Nella sua nota, Iacono, ex presidente del consiglio comunale e consigliere uscente, aveva esordito ringraziando “i tantissimi cittadini che mi hanno, quotidianamente, spronato a candidarmi a Sindaco, e tutti coloro, anche di diversa posizione politica, che hanno espresso apprezzamenti pubblici alla mia persona”. Un grazie particolare poi Giovanni Iacono lo rivolge ai “suoi” movimenti ‘Partecipiamo’ e ‘Liberi Cittadini’ “per avermi, più volte, indicato ed invitato a candidarmi a Sindaco di Ragusa, riconoscendo alla mia persona le qualità e le tantissime iniziative e battaglie portate avanti e i risultati, concreti, ottenuti.

Dai regolamenti sul biotestamento, alle unioni civili, l’allargamento della delimitazione del Parco degli Iblei da 1.300 ettari a quasi 4.000 ettari includendo le fonti di approvvigionamento idrico e le cave naturalistiche precedentemente escluse, l’iniziativa consiliare delle modifiche al regolamento edilizio con tutte le misure di razionalizzazione delle risorse idriche per le nuove concessioni e ristrutturazioni. Sono solo alcune iniziative significative e di più ampia portata rispetto a tantissime altre condotte in prima persona oltre all’impegno alla Presidenza del consiglio comunale e alla Presidenza della Commissione di inchiesta per i fondi della Legge su Ibla”.

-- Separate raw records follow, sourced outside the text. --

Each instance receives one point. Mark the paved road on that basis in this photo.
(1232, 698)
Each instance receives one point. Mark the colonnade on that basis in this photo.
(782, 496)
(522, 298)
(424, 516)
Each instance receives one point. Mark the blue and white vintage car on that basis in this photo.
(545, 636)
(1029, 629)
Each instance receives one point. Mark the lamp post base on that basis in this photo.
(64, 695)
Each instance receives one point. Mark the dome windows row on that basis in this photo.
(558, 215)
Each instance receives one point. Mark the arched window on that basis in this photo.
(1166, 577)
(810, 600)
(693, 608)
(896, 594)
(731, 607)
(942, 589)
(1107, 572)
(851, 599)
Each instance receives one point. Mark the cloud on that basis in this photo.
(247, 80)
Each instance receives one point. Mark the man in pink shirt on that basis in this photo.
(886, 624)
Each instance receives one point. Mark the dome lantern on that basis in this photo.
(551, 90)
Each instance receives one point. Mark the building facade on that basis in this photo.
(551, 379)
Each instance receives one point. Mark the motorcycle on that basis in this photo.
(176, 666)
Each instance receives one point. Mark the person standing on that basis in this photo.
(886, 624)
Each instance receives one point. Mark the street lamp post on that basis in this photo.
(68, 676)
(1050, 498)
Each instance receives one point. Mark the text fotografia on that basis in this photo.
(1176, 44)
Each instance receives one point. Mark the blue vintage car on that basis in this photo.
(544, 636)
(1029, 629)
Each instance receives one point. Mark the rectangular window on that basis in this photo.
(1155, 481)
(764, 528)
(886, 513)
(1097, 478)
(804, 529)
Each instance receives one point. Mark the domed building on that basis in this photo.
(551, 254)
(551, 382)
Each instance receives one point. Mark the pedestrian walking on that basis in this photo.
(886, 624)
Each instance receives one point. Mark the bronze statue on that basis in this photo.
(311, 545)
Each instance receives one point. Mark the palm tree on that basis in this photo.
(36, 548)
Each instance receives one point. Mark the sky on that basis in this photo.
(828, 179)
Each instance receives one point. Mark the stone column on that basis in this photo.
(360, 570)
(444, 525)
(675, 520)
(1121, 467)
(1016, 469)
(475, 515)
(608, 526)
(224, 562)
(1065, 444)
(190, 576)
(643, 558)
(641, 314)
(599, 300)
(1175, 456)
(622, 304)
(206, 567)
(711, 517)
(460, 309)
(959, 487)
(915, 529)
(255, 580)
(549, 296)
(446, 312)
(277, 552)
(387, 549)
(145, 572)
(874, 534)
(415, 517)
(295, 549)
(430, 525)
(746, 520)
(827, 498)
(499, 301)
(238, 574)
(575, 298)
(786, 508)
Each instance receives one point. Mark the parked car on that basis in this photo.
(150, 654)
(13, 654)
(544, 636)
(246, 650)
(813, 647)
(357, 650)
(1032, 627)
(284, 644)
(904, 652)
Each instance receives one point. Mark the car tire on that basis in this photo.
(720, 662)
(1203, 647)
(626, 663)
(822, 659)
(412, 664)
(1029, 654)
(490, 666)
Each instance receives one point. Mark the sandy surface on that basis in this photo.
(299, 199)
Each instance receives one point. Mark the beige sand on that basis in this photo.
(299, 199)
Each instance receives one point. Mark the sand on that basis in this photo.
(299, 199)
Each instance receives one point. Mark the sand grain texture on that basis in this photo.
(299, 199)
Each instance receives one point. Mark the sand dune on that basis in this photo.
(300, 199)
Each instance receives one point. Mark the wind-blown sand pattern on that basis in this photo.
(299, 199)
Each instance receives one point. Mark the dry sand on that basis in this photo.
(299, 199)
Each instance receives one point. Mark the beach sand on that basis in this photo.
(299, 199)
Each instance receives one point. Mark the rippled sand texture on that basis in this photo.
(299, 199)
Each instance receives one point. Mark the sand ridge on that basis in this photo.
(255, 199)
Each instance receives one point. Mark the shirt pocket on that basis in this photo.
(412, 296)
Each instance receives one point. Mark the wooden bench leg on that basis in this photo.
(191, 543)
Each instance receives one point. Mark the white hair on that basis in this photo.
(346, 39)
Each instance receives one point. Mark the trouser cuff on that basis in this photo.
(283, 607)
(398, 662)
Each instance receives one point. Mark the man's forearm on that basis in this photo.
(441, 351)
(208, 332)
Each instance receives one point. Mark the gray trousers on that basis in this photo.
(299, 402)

In conclusione, rimane ora l’attesa per le decisioni di Partecipiamo e di Liberi cittadini in merito alla scelta di campo da compiere anche per l’eventuale appoggio ad uno dei candidati sindaci in corsa, due dei quali in particolare, Peppe Cassì e Sonia Migliore, hanno ripetutamente cercato di stringere accordi con Iacono. (da.di.)